Thomas Taggart bought into the property in 1901 and owned it outright by 1905. He'd come up from nothing, a restaurant worker who became mayor of Indianapolis, then a U.S. senator, then chairman of the Democratic National Committee. The hotel itself dated back to 1845, founded by a Paoli physician around the area's sulfur springs, and Taggart ran it from 1901 until he died in 1929. Over those years he turned a mineral-water sanitarium into a first-class resort, wing by wing, selling guests on a bottled laxative called Pluto Water under the slogan "If Nature Won't, Pluto Will." The cigar was his trademark. By every account on staff, so is the smoke.
The sixth floor is where it gathers, along with cold drafts, footsteps in empty halls, a woman's crying heard from bathrooms with no one inside, and a shadowy figure most often seen near the service elevator.
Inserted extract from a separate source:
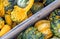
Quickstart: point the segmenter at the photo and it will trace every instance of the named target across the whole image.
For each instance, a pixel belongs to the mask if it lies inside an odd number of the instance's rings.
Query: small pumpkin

The more theatrical versions have Taggart himself riding a horse down the corridor toward the ballroom, where staff say music and dancing still drift out after the room is dark and locked.
But the ghost people actually talk about is a bellhop named Charlie. The story goes he died in an elevator shaft and never clocked out. No record confirms he ever worked there, or died there, or existed at all, only the lore, repeated the same way for years. Guests claim to recognize him from old photographs hanging in the lobby. The front desk gets phone calls from rooms with no one in them. In the theater, an actor rehearsing a monologue alone reported being fed his next lines from the empty seats. FrightFind records another account, plainer and worse: a guest stepped out of her bathroom one evening to find a man dressed in black standing in the room, watching her, before he turned and disappeared into the closet.
The hotel reopened in 2006 after a restoration that ran past $382 million, with a casino, a spa, and 443 rooms. Long before that, in June 1931, Franklin Roosevelt came through for the governors' conference and worked the room toward the nomination he'd win the next year. Taggart was already two years dead by then, and he'd see none of what came after. He's been gone since 1929. The sixth floor, the staff will tell you, still smells like he stepped out a minute ago.